Employers are also embracing the short-term employment that students are choosing, she added.
“They see it as a growth experience, where as before, it was seen as you weren’t mature enough to make a commitment,” Sims said.
Eleanor Lurye, a fourth-year psychobiology student, chose her major with the intent of going to pharmacy school but said she could not keep a sufficiently competitive grade point average for admission.
Lurye is now considering an array of options, including the Los Angeles Police Department, pharmaceutical sales or pursuing a master’s degree in physician assistant studies.
Some departments, such as ecology and evolutionary biology, survey their seniors annually to determine, among other things, what fields students are looking into.
Mark Gray, the undergraduate counselor for the biology department, said survey results from last year showed that seniors graduating from his department are entering a wide range of fields that are not necessarily connected to science.
He said such jobs included working for Google and Teach for America, a nonprofit organization that places college graduates in schools with low-income students.
Julie Plotkin, the undergraduate advisor for the economics department, said she has seen economics students pursue a variety of jobs other than accounting or finance.
She said she has talked to economics students who have gone into acting, movie producing and volunteering for nonprofit organizations.

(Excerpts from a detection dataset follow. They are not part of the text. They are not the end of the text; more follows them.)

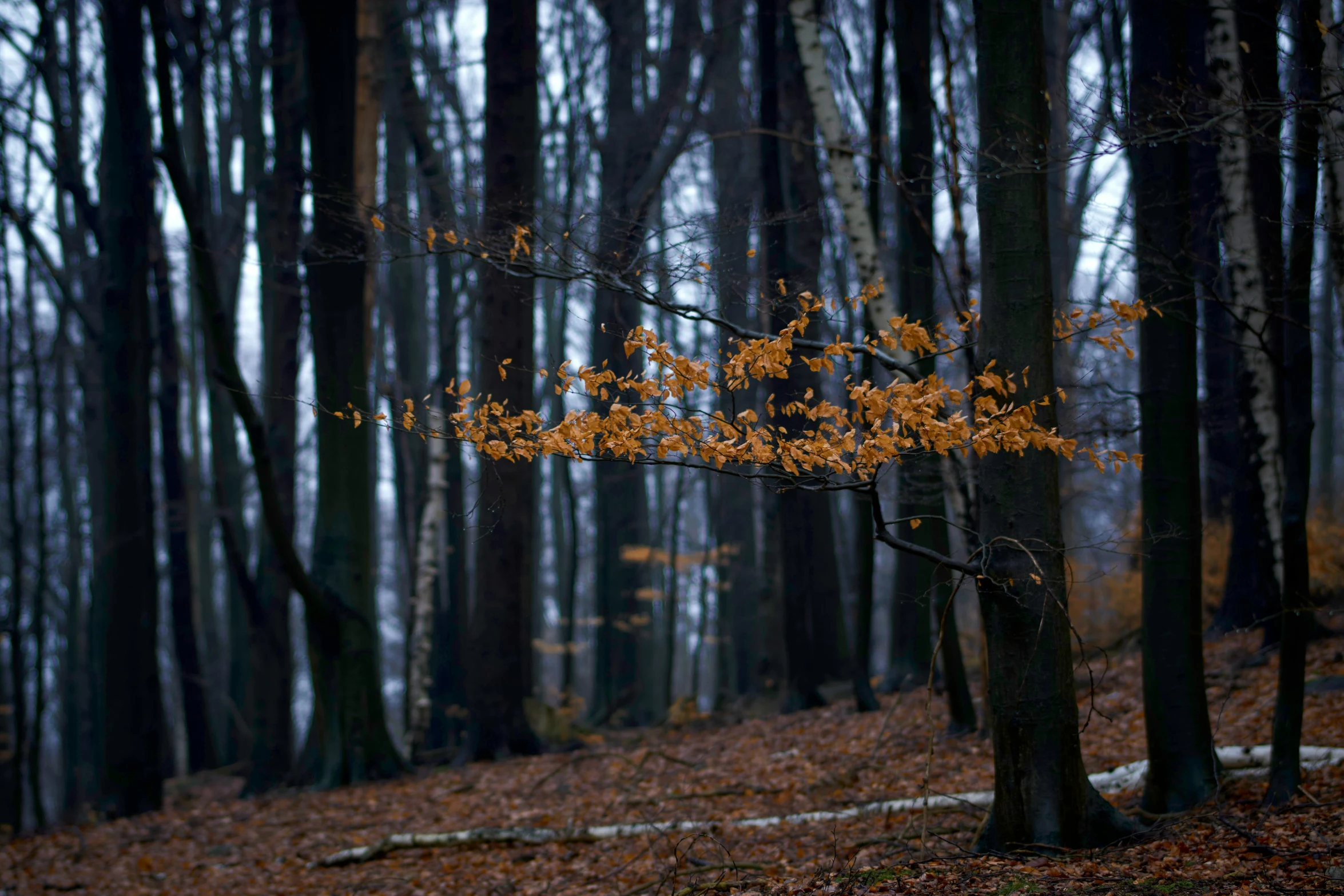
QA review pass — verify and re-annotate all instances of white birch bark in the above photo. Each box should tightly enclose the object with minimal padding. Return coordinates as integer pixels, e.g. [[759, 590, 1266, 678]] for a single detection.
[[789, 0, 896, 336], [309, 744, 1344, 868], [1207, 0, 1283, 591], [406, 408, 450, 759]]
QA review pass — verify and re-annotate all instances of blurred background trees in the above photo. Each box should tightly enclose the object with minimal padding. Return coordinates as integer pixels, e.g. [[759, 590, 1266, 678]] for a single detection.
[[0, 0, 1344, 837]]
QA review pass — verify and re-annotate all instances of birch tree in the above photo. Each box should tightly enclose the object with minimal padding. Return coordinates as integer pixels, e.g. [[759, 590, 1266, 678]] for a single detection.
[[789, 0, 896, 341], [1207, 0, 1283, 602]]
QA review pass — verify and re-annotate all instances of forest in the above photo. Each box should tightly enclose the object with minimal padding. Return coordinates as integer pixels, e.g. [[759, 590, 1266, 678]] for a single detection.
[[0, 0, 1344, 896]]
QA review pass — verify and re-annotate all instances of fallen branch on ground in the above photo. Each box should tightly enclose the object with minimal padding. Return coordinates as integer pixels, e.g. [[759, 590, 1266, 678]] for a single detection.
[[312, 746, 1344, 868]]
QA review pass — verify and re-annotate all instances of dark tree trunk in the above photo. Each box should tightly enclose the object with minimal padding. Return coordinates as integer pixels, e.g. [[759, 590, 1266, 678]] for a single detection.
[[976, 0, 1132, 849], [708, 0, 762, 697], [590, 0, 699, 724], [149, 218, 218, 772], [1186, 53, 1240, 524], [1199, 309, 1246, 521], [96, 0, 165, 815], [853, 0, 891, 712], [380, 109, 437, 741], [388, 14, 468, 750], [1265, 0, 1329, 805], [246, 0, 305, 793], [590, 0, 661, 724], [0, 222, 28, 835], [758, 1, 849, 712], [299, 0, 403, 786], [55, 329, 92, 819], [1129, 0, 1218, 814], [884, 0, 976, 732], [464, 0, 542, 759], [1313, 261, 1337, 512], [1224, 0, 1285, 645]]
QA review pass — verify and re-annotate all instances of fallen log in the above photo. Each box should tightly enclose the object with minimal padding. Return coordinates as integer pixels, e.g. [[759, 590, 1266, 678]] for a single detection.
[[309, 746, 1344, 868]]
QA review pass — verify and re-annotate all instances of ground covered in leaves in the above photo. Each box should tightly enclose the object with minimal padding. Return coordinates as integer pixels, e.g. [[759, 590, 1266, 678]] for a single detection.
[[0, 635, 1344, 896]]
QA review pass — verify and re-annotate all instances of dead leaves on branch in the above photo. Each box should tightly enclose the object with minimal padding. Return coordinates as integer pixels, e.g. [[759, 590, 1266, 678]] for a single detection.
[[323, 294, 1147, 482]]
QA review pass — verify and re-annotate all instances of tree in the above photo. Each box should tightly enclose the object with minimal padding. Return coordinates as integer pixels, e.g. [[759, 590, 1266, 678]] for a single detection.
[[97, 0, 166, 815], [707, 0, 768, 697], [589, 0, 699, 724], [976, 0, 1134, 849], [757, 3, 844, 712], [886, 1, 976, 732], [289, 0, 402, 786], [1129, 0, 1218, 814], [1265, 0, 1331, 805], [0, 213, 28, 833], [149, 214, 219, 772], [461, 0, 540, 759], [247, 0, 305, 793]]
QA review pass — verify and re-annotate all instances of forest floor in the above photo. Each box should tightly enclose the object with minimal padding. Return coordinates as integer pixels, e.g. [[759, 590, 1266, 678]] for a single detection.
[[0, 634, 1344, 896]]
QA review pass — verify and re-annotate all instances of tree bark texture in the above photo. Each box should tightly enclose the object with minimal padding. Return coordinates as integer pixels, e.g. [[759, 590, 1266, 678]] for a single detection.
[[1129, 0, 1218, 814], [1265, 0, 1322, 805], [246, 0, 305, 793], [708, 0, 764, 697], [406, 408, 450, 759], [789, 0, 897, 329], [149, 224, 218, 772], [758, 3, 844, 711], [387, 15, 468, 750], [380, 106, 430, 730], [96, 0, 165, 815], [976, 0, 1132, 849], [465, 0, 540, 759], [883, 3, 930, 692], [0, 222, 28, 835], [1208, 0, 1283, 623], [853, 0, 891, 712], [299, 0, 402, 786], [590, 0, 699, 724]]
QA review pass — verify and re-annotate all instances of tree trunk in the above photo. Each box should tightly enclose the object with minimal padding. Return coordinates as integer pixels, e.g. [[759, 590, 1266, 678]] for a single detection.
[[406, 408, 449, 760], [1314, 261, 1337, 513], [23, 254, 50, 830], [853, 0, 891, 712], [89, 0, 165, 815], [883, 1, 946, 692], [976, 0, 1133, 849], [1265, 0, 1321, 805], [1317, 22, 1344, 513], [0, 218, 28, 835], [590, 0, 699, 724], [388, 15, 468, 750], [55, 332, 93, 819], [758, 4, 844, 712], [1208, 0, 1283, 639], [781, 0, 892, 329], [149, 218, 218, 772], [462, 0, 542, 759], [707, 0, 762, 699], [381, 93, 433, 726], [299, 0, 403, 786], [246, 0, 305, 794], [1129, 0, 1218, 814]]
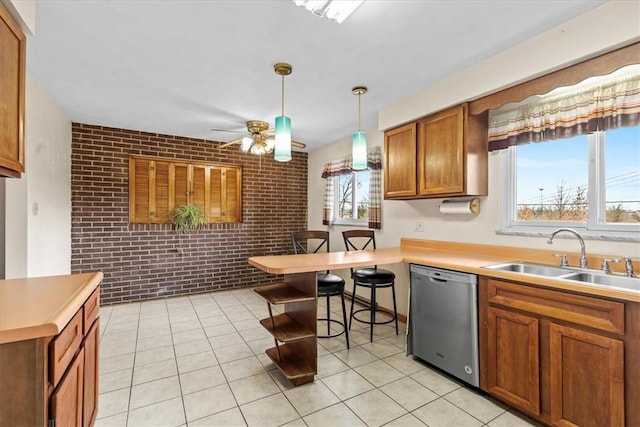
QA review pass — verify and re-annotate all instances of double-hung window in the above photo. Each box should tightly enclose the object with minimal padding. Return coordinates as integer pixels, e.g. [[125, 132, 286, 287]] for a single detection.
[[489, 70, 640, 240]]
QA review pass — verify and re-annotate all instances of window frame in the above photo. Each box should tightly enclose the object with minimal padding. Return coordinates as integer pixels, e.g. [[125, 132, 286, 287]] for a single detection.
[[499, 132, 640, 242], [332, 169, 371, 227]]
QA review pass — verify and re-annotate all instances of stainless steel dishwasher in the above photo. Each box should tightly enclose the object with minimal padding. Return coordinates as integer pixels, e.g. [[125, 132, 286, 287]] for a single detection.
[[407, 264, 480, 387]]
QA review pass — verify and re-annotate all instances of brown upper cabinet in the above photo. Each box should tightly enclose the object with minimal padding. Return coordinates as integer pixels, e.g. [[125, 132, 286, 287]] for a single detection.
[[385, 104, 488, 199], [0, 3, 27, 178], [129, 156, 242, 224]]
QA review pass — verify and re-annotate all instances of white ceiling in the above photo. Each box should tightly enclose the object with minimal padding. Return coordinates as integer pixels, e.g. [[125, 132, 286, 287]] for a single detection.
[[27, 0, 605, 151]]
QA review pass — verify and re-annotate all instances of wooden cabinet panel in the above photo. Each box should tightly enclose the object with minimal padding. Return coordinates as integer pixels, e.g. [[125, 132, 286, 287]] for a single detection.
[[384, 123, 416, 199], [486, 307, 540, 415], [550, 324, 625, 426], [0, 3, 27, 178], [50, 349, 84, 427], [418, 105, 466, 196], [129, 156, 242, 224]]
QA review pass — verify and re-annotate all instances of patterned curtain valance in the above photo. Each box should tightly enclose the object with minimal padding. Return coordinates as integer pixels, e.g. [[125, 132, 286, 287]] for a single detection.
[[489, 75, 640, 151], [322, 147, 382, 178]]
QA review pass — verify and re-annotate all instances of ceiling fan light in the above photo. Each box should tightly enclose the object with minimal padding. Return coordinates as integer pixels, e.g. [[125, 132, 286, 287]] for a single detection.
[[351, 130, 367, 171], [273, 116, 291, 162], [240, 136, 253, 153]]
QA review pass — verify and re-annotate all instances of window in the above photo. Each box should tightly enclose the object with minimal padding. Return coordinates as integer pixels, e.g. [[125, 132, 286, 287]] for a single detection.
[[502, 126, 640, 238], [333, 169, 371, 227]]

“Students think what they’re majoring in will determine their career, and that’s not necessarily the case,” Plotkin said.
When looking for students to hire for his consulting firm, Todd Sargent, an alumni representative to the Undergraduate Students Association Council, said he hires a majority of technical majors, including engineering and computer science students.
However, Sargent, a strategy manager at Hitachi Consulting, said he is impressed with students who major in both North and South Campus fields because they are well-rounded.
“I’ll hire (double majors) right off the phone,” Sargent said jokingly.
Though the majority of applicants Sargent’s consulting company receives are business economics students, usually only one third of the pool of applicants hired is made up of students graduating with that major, he said.